On June 9, 1988, the SEC approved amendments to the Rules of Practice and Procedures for the Small Order Execution System (SOES Rules) and to Schedule D to the NASD By-Laws. The amended rules, in part, require that a market maker in a NASDAQ National Market System (NASDAQ/NMS) security also be registered as a market maker in SOES with respect to that security. In addition, the amended SOES Rules impose a penalty of 20 business days for unexcused withdrawal from market making in any NASDAQ security. As noted in the SEC's order approving the SOES amendments, the amendments are "designed to improve the accuracy of quotations displayed through the NASDAQ System, and to enhance the liquidity of the over-the-counter (OTC) market by increasing the level of participation of NASDAQ market makers in SOES."1

The NASD believes that the public-policy purpose behind the adoption of the SOES amendments in June 1988 would be undermined if firms could readily withdraw from making a market in a NASDAQ security and transfer their market-making activity to the non-NASDAQ OTC market during the 20-business-day penalty period.

The proposed amendment prohibits firms that make a market in a NASDAQ security from transferring their market-making activity in that NASDAQ security to the non-NASDAQ OTC market during any period in which the firm is ineligible to re-enter the NASDAQ System as a market maker.

The NASD Board of Governors believes that the proposed rule amendment helps to preserve the viability of the SOES system because market makers will not be able to avoid the 20-business-day penalty provision by transferring their market-making activity to the OTC market during that time. Thus, the Board believes that the proposed amendments are necessary and appropriate and recommends that members vote their approval.
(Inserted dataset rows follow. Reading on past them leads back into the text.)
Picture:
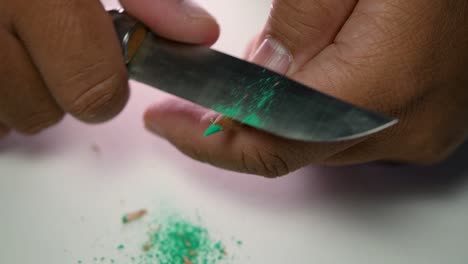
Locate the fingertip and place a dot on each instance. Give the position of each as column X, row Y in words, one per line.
column 103, row 101
column 183, row 21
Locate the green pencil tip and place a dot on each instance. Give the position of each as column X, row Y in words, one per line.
column 212, row 129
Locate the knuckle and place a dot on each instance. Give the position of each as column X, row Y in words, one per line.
column 262, row 162
column 99, row 99
column 36, row 122
column 294, row 23
column 433, row 151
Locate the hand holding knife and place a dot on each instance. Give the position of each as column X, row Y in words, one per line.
column 245, row 92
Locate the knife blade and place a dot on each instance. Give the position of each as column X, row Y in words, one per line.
column 240, row 90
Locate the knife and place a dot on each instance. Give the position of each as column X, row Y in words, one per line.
column 240, row 90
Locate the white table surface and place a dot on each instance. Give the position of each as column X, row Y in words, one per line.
column 61, row 201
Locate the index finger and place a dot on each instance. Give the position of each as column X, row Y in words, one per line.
column 74, row 46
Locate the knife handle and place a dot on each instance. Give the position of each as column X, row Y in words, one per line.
column 130, row 32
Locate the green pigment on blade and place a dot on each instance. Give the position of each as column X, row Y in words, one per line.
column 248, row 108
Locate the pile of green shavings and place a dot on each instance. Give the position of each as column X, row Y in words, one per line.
column 172, row 239
column 179, row 241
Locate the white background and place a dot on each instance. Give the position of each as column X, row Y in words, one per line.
column 61, row 202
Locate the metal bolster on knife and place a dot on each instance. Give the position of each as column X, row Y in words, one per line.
column 130, row 32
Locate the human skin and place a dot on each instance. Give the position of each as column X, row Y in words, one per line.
column 63, row 56
column 404, row 58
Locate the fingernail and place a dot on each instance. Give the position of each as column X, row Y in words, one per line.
column 193, row 10
column 212, row 129
column 273, row 55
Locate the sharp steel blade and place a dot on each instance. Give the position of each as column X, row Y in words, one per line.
column 249, row 93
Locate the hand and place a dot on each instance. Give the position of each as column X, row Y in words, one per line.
column 407, row 59
column 62, row 56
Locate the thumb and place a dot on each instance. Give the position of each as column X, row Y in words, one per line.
column 301, row 27
column 181, row 20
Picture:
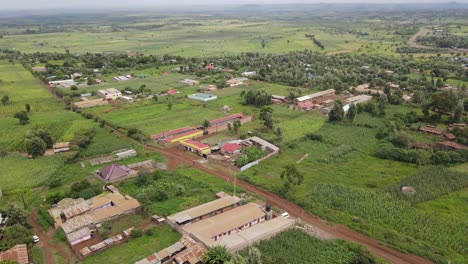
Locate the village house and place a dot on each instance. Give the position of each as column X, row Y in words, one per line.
column 248, row 74
column 109, row 94
column 234, row 82
column 315, row 96
column 63, row 83
column 449, row 145
column 115, row 172
column 431, row 130
column 200, row 148
column 190, row 82
column 61, row 147
column 90, row 103
column 78, row 217
column 18, row 254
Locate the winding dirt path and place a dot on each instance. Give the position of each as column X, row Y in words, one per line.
column 45, row 241
column 177, row 157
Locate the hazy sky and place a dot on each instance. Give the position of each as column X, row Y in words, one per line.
column 73, row 4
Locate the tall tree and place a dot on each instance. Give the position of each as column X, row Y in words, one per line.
column 35, row 147
column 266, row 115
column 352, row 113
column 217, row 255
column 291, row 176
column 5, row 99
column 22, row 116
column 336, row 113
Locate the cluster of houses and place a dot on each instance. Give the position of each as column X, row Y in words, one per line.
column 217, row 125
column 228, row 222
column 450, row 140
column 78, row 218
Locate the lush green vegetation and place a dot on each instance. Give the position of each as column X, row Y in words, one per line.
column 308, row 249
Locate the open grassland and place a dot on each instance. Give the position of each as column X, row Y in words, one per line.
column 306, row 248
column 19, row 173
column 192, row 37
column 137, row 248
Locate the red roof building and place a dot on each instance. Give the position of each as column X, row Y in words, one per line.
column 114, row 172
column 231, row 148
column 431, row 130
column 18, row 253
column 209, row 66
column 227, row 119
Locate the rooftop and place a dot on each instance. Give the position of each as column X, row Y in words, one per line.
column 18, row 253
column 204, row 209
column 207, row 228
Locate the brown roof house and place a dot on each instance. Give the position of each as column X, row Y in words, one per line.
column 115, row 172
column 18, row 253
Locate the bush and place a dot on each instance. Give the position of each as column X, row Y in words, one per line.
column 136, row 233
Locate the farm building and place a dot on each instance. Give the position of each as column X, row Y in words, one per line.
column 185, row 251
column 359, row 99
column 248, row 74
column 18, row 254
column 202, row 97
column 200, row 148
column 90, row 103
column 203, row 211
column 307, row 106
column 78, row 217
column 236, row 81
column 61, row 147
column 278, row 98
column 449, row 145
column 176, row 135
column 315, row 96
column 63, row 83
column 114, row 172
column 431, row 130
column 190, row 82
column 109, row 94
column 127, row 99
column 231, row 148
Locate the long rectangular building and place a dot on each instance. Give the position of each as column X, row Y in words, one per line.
column 205, row 210
column 228, row 223
column 315, row 96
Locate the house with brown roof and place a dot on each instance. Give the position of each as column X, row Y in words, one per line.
column 18, row 253
column 449, row 145
column 114, row 172
column 431, row 130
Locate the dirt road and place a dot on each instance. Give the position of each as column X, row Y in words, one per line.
column 177, row 157
column 45, row 241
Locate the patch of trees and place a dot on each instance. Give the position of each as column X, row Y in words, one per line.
column 316, row 41
column 250, row 154
column 444, row 41
column 257, row 98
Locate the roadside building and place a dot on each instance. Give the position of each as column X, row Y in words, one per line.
column 114, row 172
column 109, row 94
column 234, row 82
column 203, row 97
column 200, row 148
column 190, row 82
column 90, row 103
column 18, row 253
column 431, row 130
column 315, row 96
column 449, row 145
column 61, row 147
column 203, row 211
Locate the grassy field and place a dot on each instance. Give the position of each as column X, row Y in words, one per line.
column 137, row 248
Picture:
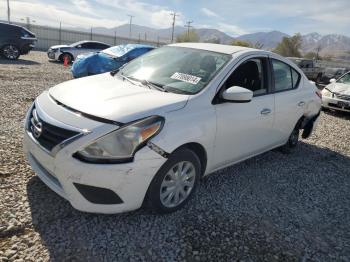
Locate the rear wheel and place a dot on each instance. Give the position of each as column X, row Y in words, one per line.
column 175, row 182
column 10, row 52
column 67, row 56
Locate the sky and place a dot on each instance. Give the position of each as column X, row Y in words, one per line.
column 234, row 17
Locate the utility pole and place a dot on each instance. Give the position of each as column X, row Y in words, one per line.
column 8, row 11
column 174, row 15
column 60, row 34
column 131, row 16
column 188, row 25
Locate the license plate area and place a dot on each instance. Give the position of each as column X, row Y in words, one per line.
column 343, row 104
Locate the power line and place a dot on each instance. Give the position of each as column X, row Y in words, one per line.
column 131, row 16
column 188, row 25
column 174, row 15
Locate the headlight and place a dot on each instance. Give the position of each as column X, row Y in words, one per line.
column 326, row 92
column 121, row 145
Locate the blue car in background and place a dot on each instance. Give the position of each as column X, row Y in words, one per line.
column 107, row 60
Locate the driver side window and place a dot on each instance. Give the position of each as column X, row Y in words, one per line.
column 251, row 74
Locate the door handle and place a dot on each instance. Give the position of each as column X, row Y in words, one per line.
column 265, row 111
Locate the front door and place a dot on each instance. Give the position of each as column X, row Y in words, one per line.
column 245, row 129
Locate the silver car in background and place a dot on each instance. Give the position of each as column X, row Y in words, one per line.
column 336, row 95
column 70, row 52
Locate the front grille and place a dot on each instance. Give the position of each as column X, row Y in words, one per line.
column 338, row 106
column 47, row 135
column 341, row 96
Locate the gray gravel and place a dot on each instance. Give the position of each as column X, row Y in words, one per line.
column 274, row 207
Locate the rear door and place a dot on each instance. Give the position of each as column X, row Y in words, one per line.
column 245, row 129
column 289, row 98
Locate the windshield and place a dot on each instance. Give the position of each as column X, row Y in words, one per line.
column 177, row 69
column 345, row 79
column 118, row 51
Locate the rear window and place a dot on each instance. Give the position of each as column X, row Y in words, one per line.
column 285, row 77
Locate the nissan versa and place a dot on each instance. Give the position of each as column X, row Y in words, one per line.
column 148, row 132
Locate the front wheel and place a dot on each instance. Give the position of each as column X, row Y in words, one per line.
column 10, row 52
column 175, row 182
column 67, row 57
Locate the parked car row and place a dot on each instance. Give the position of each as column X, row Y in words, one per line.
column 309, row 67
column 148, row 132
column 15, row 41
column 336, row 95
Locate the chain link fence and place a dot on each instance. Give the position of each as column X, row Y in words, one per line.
column 49, row 36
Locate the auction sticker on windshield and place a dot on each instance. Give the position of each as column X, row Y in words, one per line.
column 186, row 78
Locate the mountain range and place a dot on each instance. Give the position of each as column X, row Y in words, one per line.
column 333, row 45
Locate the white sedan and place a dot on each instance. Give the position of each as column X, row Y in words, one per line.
column 150, row 131
column 336, row 95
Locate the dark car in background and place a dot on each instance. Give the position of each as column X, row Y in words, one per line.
column 331, row 73
column 107, row 60
column 70, row 52
column 15, row 41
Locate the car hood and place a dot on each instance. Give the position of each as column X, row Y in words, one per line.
column 115, row 99
column 339, row 88
column 58, row 46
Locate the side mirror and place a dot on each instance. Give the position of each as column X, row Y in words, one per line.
column 237, row 94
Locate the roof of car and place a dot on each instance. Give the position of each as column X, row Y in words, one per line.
column 7, row 24
column 89, row 41
column 226, row 49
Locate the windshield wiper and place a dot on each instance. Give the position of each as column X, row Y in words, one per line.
column 176, row 90
column 153, row 85
column 114, row 72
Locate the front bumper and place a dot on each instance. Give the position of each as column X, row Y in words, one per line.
column 62, row 173
column 335, row 103
column 53, row 55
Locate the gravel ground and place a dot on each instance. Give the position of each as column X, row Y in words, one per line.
column 274, row 207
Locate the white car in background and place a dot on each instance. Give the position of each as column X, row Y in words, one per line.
column 70, row 52
column 151, row 130
column 336, row 95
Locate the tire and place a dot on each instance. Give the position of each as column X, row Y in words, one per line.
column 169, row 180
column 292, row 142
column 69, row 57
column 10, row 52
column 318, row 79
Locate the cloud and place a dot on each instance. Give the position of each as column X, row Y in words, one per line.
column 47, row 14
column 145, row 14
column 83, row 6
column 163, row 19
column 231, row 29
column 208, row 12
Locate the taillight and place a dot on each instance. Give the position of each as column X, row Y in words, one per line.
column 319, row 94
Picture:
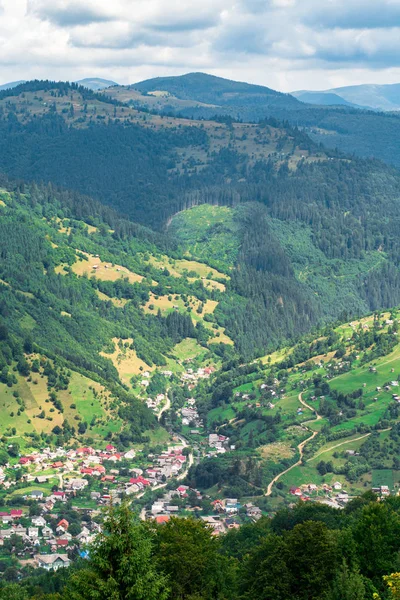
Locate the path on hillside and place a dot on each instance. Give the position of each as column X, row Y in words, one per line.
column 162, row 485
column 300, row 447
column 166, row 407
column 347, row 442
column 338, row 446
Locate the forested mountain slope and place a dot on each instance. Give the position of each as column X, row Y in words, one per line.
column 315, row 232
column 366, row 133
column 86, row 305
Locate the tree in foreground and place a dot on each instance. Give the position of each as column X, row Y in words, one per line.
column 121, row 564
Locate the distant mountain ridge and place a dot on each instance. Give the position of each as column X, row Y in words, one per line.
column 92, row 83
column 378, row 97
column 96, row 83
column 210, row 89
column 324, row 99
column 11, row 84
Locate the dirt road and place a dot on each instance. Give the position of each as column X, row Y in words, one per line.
column 300, row 447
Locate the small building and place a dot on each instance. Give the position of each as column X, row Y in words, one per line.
column 52, row 562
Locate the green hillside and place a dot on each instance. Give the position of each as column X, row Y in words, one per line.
column 325, row 411
column 365, row 132
column 87, row 304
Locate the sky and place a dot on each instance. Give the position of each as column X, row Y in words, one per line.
column 284, row 44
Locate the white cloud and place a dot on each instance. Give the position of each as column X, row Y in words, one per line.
column 286, row 44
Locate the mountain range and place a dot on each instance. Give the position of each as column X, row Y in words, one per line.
column 367, row 96
column 92, row 83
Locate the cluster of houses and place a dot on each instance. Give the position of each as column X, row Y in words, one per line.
column 155, row 403
column 191, row 377
column 190, row 415
column 45, row 531
column 220, row 443
column 226, row 511
column 61, row 458
column 333, row 495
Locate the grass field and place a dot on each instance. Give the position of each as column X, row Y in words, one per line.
column 126, row 361
column 189, row 348
column 383, row 477
column 119, row 302
column 106, row 271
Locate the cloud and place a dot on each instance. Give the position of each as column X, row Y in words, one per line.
column 283, row 43
column 68, row 13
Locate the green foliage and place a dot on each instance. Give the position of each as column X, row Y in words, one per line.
column 121, row 565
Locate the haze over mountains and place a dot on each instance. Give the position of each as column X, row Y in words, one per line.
column 377, row 97
column 92, row 83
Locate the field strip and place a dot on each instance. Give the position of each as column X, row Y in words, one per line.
column 338, row 446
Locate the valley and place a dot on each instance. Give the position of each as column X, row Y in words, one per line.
column 199, row 322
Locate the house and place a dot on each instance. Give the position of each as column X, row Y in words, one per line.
column 161, row 519
column 140, row 481
column 182, row 489
column 33, row 532
column 36, row 494
column 216, row 525
column 47, row 532
column 64, row 524
column 5, row 534
column 41, row 479
column 5, row 518
column 19, row 530
column 132, row 489
column 108, row 478
column 52, row 562
column 58, row 496
column 130, row 454
column 78, row 484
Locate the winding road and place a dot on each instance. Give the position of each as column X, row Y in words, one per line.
column 300, row 447
column 166, row 407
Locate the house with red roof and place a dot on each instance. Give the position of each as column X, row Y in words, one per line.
column 16, row 513
column 141, row 481
column 87, row 471
column 99, row 469
column 109, row 478
column 160, row 519
column 63, row 523
column 59, row 496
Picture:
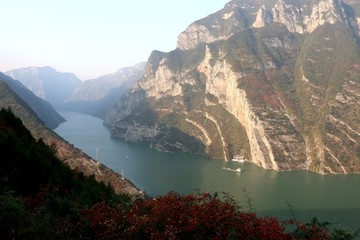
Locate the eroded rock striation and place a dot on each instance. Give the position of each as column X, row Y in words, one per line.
column 274, row 81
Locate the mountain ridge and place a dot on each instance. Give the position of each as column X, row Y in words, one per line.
column 274, row 94
column 47, row 83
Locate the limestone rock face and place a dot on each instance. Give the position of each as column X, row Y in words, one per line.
column 272, row 81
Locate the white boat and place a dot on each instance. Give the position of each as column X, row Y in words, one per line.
column 239, row 159
column 233, row 170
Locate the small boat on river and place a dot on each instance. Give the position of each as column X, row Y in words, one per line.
column 233, row 170
column 239, row 159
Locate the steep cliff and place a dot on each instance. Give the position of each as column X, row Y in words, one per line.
column 65, row 151
column 42, row 109
column 274, row 81
column 47, row 83
column 95, row 96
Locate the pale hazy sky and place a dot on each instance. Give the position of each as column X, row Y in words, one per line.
column 92, row 37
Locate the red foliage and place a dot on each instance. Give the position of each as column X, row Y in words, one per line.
column 104, row 221
column 194, row 216
column 198, row 216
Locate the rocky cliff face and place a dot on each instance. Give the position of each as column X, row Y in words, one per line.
column 95, row 96
column 47, row 83
column 65, row 151
column 42, row 109
column 274, row 81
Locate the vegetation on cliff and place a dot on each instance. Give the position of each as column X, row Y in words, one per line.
column 41, row 198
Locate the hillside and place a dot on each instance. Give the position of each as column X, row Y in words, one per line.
column 95, row 96
column 274, row 81
column 41, row 198
column 47, row 83
column 41, row 108
column 65, row 151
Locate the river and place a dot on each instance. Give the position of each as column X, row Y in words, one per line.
column 333, row 198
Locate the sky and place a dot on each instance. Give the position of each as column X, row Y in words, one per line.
column 91, row 38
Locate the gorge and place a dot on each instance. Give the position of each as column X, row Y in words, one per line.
column 276, row 82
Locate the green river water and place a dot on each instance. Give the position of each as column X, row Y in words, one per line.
column 333, row 198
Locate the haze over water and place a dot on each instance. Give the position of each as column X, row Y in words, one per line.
column 333, row 198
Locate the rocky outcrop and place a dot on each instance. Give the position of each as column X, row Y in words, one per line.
column 96, row 89
column 42, row 109
column 305, row 17
column 95, row 96
column 47, row 83
column 273, row 81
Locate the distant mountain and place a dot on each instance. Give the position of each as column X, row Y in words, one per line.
column 47, row 83
column 40, row 107
column 95, row 96
column 276, row 81
column 65, row 151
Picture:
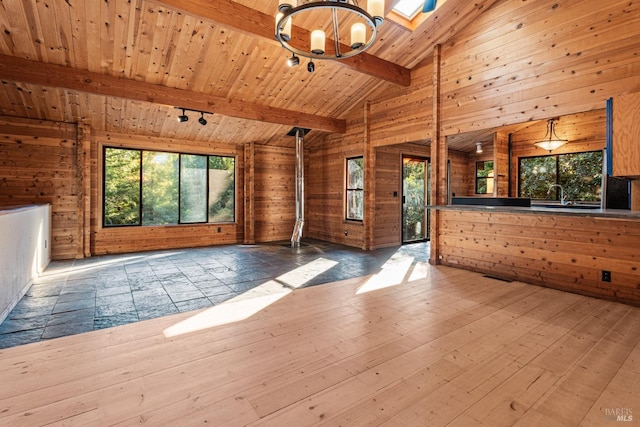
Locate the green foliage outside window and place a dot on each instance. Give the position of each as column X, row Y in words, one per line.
column 159, row 188
column 156, row 188
column 122, row 187
column 355, row 188
column 484, row 177
column 579, row 174
column 413, row 182
column 222, row 189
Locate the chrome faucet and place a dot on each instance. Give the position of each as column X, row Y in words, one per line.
column 562, row 200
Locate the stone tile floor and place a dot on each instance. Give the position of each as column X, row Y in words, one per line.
column 77, row 296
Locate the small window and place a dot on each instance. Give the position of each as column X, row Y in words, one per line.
column 355, row 189
column 484, row 177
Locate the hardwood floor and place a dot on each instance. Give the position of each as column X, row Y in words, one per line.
column 450, row 348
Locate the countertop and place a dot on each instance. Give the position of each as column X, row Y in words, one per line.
column 537, row 210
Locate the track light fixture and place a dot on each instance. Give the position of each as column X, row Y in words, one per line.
column 293, row 61
column 184, row 118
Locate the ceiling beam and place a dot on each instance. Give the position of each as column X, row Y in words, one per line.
column 255, row 23
column 51, row 75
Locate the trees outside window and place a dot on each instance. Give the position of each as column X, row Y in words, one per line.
column 355, row 189
column 484, row 177
column 579, row 174
column 157, row 188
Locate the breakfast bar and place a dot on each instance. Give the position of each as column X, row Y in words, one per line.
column 588, row 251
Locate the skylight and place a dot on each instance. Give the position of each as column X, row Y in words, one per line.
column 408, row 8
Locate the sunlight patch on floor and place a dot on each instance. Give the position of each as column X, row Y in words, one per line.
column 392, row 273
column 420, row 271
column 235, row 310
column 302, row 275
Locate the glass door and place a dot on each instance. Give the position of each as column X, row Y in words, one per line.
column 416, row 190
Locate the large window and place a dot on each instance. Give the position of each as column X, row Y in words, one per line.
column 484, row 177
column 579, row 175
column 156, row 187
column 355, row 188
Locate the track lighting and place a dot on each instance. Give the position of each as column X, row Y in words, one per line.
column 184, row 118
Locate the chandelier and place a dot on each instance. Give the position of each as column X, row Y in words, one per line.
column 332, row 16
column 551, row 141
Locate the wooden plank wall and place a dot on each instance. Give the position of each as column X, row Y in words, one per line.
column 562, row 252
column 404, row 115
column 135, row 239
column 38, row 164
column 325, row 182
column 274, row 193
column 585, row 132
column 521, row 61
column 461, row 173
column 501, row 164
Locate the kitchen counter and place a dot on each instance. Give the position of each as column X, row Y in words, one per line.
column 547, row 210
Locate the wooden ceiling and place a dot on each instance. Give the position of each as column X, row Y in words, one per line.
column 123, row 65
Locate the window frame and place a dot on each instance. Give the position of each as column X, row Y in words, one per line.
column 348, row 189
column 485, row 178
column 558, row 174
column 179, row 170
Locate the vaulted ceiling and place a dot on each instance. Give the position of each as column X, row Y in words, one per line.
column 123, row 65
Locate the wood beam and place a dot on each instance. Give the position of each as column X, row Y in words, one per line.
column 255, row 23
column 40, row 73
column 439, row 157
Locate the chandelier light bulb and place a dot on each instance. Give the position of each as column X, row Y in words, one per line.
column 285, row 31
column 375, row 8
column 358, row 35
column 317, row 42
Please mark the attached ballot according to your convictions and return it in the enclosed, stamped envelope to The Corporation Trust Company. Ballots must be postmarked no later than February 3, 1989.

Questions concerning this notice may be directed to Eneida Rosa, Assistant General Counsel, NASD Office of General Counsel, at (202) 728-8284.

PROPOSED AMENDMENT TO ARTICLE III, RULES OF FAIR PRACTICE

(Note: New language is underlined.)

Business Conduct of Members

Sec. 44

A member that has withdrawn from participation in the NASDAQ System as a market maker in any NASDAQ security pursuant to the provisions of Part VI, Section 8 of Schedule D to the NASD By-Laws shall not act as a market maker in that security in the over-the-counter market during any period that the member is ineligible to re-enter NASDAQ as a market maker.


1 File No. SR-NASD-88-1, Securities Exchange Act Release No. 25791 (June 9,1988).